Cloned beauty: catalog aesthetics

Cloned beauty: catalog aesthetics

Cloned beauty: catalog aesthetics

It's a high floor flooded with light. The environment opens onto a balcony terrace with views of the city and a drinks bar. Nothing suggests that it is a consulting room. It looks more like a trendy bar: sub 30s music is playing and the inevitable tattooed bartender has just handed a drink to the girl who is now hanging from a designer outdoor hammock. He is in his early twenties and has a harmonious face, but he came there in search of "facial perfection."Cloned Beauty: Catalog LookCloned Beauty: Catalog Look

Inside, in the room decorated with large Faena-style mirrors and a reproduction of La Gioconda, Duilio Cortella, goes from one chair to the other, carrying the happiness in the form of syringes that his clients seek. He introduces himself as a "master injector surgeon artist", a Copperfield of aesthetics who, without an operating room and in one session, offers his "Full Face DC" (Full Face Duilio Cortella) which consists of the application of fillers with immediate results. The combo includes: "lip design, chin, botox, DC look and rhinomodeling" that smoothes the nasal septum or upturned nose. To make the magic complete, they're treated to $5,000 DC Cocoa Butter Gold Lipstick to keep their fashionable big mouth plump. (plus that on top of the average $500 for treatment that lasts about six months).

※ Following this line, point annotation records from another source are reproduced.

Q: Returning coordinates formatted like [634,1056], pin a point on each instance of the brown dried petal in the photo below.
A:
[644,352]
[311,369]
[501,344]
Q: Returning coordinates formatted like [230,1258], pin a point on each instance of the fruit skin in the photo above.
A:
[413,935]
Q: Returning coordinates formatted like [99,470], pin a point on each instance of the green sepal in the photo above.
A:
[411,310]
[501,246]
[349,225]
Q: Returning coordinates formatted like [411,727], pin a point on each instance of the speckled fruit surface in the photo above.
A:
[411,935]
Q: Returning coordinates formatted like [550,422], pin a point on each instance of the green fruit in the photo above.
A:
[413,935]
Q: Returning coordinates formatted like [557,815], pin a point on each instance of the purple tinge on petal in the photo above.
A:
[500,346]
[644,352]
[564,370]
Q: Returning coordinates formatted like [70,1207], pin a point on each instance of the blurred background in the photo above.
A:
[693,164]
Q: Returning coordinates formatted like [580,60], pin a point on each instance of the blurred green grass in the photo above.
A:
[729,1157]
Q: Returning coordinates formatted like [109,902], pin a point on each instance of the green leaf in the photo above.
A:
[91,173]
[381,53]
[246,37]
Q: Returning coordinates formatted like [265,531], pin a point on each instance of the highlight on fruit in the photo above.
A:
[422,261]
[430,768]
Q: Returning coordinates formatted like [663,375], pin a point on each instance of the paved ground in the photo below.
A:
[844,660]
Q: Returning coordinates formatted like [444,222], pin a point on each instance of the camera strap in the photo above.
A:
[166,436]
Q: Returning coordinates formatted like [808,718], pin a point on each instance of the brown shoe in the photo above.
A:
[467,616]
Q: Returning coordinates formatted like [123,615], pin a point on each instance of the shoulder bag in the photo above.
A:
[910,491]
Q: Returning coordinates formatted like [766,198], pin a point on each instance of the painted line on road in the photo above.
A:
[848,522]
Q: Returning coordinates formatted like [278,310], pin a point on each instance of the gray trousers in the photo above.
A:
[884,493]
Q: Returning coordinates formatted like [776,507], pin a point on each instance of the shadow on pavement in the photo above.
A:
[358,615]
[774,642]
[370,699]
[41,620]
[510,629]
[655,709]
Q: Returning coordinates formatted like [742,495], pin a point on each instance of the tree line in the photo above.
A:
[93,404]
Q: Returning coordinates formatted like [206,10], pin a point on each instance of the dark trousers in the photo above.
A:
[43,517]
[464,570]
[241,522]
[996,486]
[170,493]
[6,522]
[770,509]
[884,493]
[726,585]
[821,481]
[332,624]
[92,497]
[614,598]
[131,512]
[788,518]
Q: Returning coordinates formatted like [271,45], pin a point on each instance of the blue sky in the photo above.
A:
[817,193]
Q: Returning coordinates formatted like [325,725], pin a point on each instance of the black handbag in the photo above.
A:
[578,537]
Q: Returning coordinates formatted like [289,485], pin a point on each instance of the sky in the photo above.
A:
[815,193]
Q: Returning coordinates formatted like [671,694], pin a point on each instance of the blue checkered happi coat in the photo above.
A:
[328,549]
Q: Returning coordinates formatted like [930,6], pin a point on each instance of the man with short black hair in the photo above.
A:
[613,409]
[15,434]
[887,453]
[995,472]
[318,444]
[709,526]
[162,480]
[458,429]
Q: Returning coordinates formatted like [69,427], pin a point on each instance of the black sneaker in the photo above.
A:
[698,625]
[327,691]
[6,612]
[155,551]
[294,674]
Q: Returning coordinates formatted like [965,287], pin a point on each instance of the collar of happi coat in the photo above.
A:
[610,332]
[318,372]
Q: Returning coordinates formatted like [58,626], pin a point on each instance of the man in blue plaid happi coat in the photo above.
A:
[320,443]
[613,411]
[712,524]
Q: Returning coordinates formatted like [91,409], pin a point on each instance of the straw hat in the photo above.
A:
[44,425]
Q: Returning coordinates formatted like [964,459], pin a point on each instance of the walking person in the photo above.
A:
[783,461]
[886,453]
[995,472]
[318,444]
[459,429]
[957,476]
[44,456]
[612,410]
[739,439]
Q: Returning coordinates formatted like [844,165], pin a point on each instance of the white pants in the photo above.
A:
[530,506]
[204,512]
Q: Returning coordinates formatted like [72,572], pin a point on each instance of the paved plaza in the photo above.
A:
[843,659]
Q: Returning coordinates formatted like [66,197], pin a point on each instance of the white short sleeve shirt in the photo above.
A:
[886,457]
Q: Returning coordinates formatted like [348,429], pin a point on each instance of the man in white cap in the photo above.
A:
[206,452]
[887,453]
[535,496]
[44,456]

The favorites of the facial designer become part of the “DC Angels” gallery that he exhibits on his Instagram. For that, they pose next to some huge silver wings mounted on the wall and wear a pin with the signature of the young man hands of syringes. Many of the celebrities who adhere to the trend of these uniform faces: slanted eyes and raised eyebrows, big mouths, prominent chins, sharp jaws and mini noses, go through their hands with little more frequency than waxing. One of her fans, Candelaria Tinelli, posted in the strictest of quarantine: “I really want to show you what I am under this beautiful filter that has eyelashes, lipstick, and that makes my skin perfect. I'm a cuckoo, I'm scary. I don't know about you, I urgently need to go to Duilio”. You are not alone with this discomfort. More and more women see their tolerance threshold restricted to their real image. They can't stand a mole, an expression mark or any physical trait that doesn't respond –it would be said today- to hegemonic beauty.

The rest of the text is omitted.